Sustainability is a key success factor for organizational agility. It’s right there as an underlying principle of the Manifesto for Agile Software Development.
Agile processes promote sustainable development. The sponsors, developers, and users should be able to maintain a constant pace indefinitely.”
However, in my experience, sustainability is the agile principle that is most often forgotten or sacrificed when we are under pressure.
There are multiple ways to to look at sustainability related to organizational agility. I recently facilitated a workshop at Agile and Beyond 2016, and I put forward three theories.
Every time I give a talk or teach a Professional Scrum Course, I learn so much from attendees. This is what has inspired me to engage even more in the agile community. In the spirit of learning from each other’s experiences, here are the seven ideas I put forth plus the attendees’ creative and powerful ideas for how to make them happen.
Relate product roadmaps to clear organizational or business area objectives. We must start making the Product Owner role a primary role and give our Product Owners the time, knowledge, skills, and resources they need in order to create clear product roadmaps that optimize the value of the product.
We must stop prioritizing based on which stakeholder is yelling the loudest.
If we want innovative products and high-performing teams in our organization, we need to starting funding them. The project funding construct can destroy our efforts to grow sustainable teams and can make it difficult for Product Owners to make decisions based on optimizing the value of products. If we have clear product roadmaps tied back to organizational goals with traceable value, it is easier to fund products and awesome teams because the value they deliver is clear.
Teams often have little influence over organizational processes. They may find workarounds for organizational impediments, but that doesn’t mean the impediment is resolved or that waste does not still exist. Leadership must start solving the tough organizational problems that are creating waste and limiting agility. Be sure to ask for input from your teams and really listen.

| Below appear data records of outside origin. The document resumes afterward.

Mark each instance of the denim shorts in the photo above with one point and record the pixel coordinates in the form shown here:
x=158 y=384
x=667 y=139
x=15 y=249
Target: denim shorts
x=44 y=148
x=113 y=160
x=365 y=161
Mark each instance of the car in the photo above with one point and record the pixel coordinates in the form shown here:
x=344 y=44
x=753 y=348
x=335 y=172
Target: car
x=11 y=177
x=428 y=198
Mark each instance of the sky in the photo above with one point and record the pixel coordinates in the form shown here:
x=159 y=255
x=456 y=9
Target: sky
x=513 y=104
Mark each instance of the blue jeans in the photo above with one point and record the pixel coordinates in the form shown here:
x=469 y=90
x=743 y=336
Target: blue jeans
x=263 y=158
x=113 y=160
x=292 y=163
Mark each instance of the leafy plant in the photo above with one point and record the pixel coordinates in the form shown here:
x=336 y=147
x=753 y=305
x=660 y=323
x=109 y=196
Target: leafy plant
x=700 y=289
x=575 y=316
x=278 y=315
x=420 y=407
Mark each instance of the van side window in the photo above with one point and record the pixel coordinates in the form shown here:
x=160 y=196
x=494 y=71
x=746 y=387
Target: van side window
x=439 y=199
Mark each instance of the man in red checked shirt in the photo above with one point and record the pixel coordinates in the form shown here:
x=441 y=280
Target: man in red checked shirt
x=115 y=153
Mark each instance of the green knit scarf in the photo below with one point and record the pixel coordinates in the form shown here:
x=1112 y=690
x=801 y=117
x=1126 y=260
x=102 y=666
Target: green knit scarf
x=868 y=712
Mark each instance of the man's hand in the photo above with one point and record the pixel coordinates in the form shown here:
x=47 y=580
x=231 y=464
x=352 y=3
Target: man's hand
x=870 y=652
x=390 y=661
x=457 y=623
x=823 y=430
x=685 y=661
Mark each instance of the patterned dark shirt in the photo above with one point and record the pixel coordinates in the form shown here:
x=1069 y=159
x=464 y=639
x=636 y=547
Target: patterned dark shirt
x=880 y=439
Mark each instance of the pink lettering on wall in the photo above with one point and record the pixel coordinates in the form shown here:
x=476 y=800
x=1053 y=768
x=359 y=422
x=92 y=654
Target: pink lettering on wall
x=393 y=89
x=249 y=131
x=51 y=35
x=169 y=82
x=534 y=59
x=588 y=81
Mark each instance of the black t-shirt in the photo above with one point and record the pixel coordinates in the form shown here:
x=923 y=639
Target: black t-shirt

Software development and product development are all about creative problem solving. We must start enabling, promoting, recognizing, and rewarding creativity and learning because it ultimately makes our people better at what they do, increasing the sustainability of the teams they are on and the value they provide to the organization.
Stop the “just this once” mentality. Forcing a directive on a team undermines self-management, especially if it forces them to sacrifice their values and principles.
If we do not have the meaning, connection, balance, and focus we need to bring our skills and talent fully to life, they are being wasted. We are not fully contributing to our teams, and therefore we cannot maximize the value our team provides to the organization. We must stop burning people out. We must start taking care of body, mind, and soul. One way to do this is for leadership to demonstrate through their own behavior.
There will be bumps along the road. We must have sustainability in mind if we are to adapt and continue to move forward. There is not a guaranteed formula to follow, but there are some proven strategies, techniques, and practices that may work well for your situation. Consider how much your leadership has focused on these seven areas of action.
Where are you experiencing pain? What action can you take to influence organizational agility in your organization?